Вместо оглушительного весёлого шума на льду Потешного поля воцарилась поистине мёртвая тишина.

– С Колояром что? – спросил Соболь ровным голосом, внешне спокойно. Он даже не сбил дыхания, расплющивая Резоуста.

Ответил ему слабый горестный вскрик Осоки. Как она ни спешила, прежде всех к Колояру поспел его старый пёс, Срезень. Он перевернул хозяина и вылизал ему окровавленное лицо. Когда рядом на лёд припала Осока, могучий волкодав двинулся к Резоусту, молча обнажая клыки и с каждым шагом словно бы делаясь всё страшнее и больше. Голова Колояра уже лежала на коленях Осоки. Лицо у него было совсем белое, глаза закрыты, а из ноздрей продолжала вытекать кровь.

Днём в небесах властвовало чуть ли не по-летнему тёплое солнце (насколько вообще в этой зимней стране можно было говорить о тепле), ночами же возвращалась словно бы спохватившаяся зима, и мороз принимался хватать за уши и нос.

Старик Аканума сидел на удобной завалинке, благодарно сунув ноги в валенках под бок свернувшемуся кобелю, и смотрел в небо.

Нет, веннские звёзды, так странно и непривычно развёрнутые в горних сферах, больше не изумляли его. И не то чтобы их созерцание было насущно для его ежедневных кропотливых расчётов. Ему просто нравилось вновь и вновь перечитывать небесные письмена. Любоваться их мудростью и совершенством. Зримо представлять, как они восходили над Городом Тысячи Храмов. Называть каждый Божий светоч по имени, словно старого и неизменного друга…

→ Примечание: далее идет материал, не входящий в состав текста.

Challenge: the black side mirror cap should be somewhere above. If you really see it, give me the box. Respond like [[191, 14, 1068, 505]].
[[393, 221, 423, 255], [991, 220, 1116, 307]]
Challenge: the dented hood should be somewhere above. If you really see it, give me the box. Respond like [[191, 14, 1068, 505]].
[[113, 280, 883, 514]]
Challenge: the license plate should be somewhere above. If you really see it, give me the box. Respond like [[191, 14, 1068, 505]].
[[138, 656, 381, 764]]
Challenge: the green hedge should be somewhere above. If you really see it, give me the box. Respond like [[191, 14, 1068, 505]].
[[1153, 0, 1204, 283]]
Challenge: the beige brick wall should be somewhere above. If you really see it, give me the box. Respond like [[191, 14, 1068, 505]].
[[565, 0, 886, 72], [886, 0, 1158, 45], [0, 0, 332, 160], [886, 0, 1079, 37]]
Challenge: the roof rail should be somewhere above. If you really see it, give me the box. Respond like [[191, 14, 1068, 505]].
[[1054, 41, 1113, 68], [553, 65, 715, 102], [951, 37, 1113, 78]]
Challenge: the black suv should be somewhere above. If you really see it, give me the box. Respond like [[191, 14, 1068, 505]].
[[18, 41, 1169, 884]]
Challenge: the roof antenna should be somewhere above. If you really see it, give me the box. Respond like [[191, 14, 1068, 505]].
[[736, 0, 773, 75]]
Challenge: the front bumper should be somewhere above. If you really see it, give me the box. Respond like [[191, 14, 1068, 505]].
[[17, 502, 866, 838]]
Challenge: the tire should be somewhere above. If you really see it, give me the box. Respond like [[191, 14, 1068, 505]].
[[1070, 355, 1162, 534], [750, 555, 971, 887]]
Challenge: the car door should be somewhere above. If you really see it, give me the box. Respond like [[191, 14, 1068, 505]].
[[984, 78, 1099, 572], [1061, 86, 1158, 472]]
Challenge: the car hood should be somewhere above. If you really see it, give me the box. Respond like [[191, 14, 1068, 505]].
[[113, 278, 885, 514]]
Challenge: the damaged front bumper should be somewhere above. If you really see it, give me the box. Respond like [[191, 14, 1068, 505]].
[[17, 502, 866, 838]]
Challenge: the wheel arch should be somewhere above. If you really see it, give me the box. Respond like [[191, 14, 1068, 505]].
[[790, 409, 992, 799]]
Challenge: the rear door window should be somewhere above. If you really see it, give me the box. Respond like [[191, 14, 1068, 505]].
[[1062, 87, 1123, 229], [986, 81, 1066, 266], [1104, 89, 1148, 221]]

Откинув голову к индевеющим от дыхания брёвнам, старик приветствовал Вечность. Которая, как он знал, должна была его очень скоро принять.

«Мой маленький Ульгеш… – разум Аканумы, ничуть не потускневший с годами, выплавлял строку за строкой, чтобы утром излить их на шершавую поверхность письменного листа. – Если ты нашёл это послание, значит, я не ошибся в исчислениях и моя линия судьбы уже пресеклась. Не грусти, ибо я не жалею о том, как распорядился временем, милосердно отпущенным мне Свыше…»

Старый жрец обмакнул тростниковое перо, зачеркнул несколько слов, вставил на их место другие. Сквозь воображаемый лист просвечивали бесценные огни, брошенные в непроглядно-синюю бездну. Аканума вымарал ещё несколько слов. Как же ему хотелось, чтобы строки последнего письма обрели совершенство, присущее этим серебряным жемчугам.

«Дитя сердца моего, я пытался растить тебя гордым и добрым. Достойным отца, которого злоба людская не позволила тебе узнать. И в этом я, кажется, преуспел…»

Исчёрканные листы медленно поворачивались кругом Северного Гвоздя. Аканума не торопился. До срока, что подсказали ему звёзды, оставалось ещё несколько дней.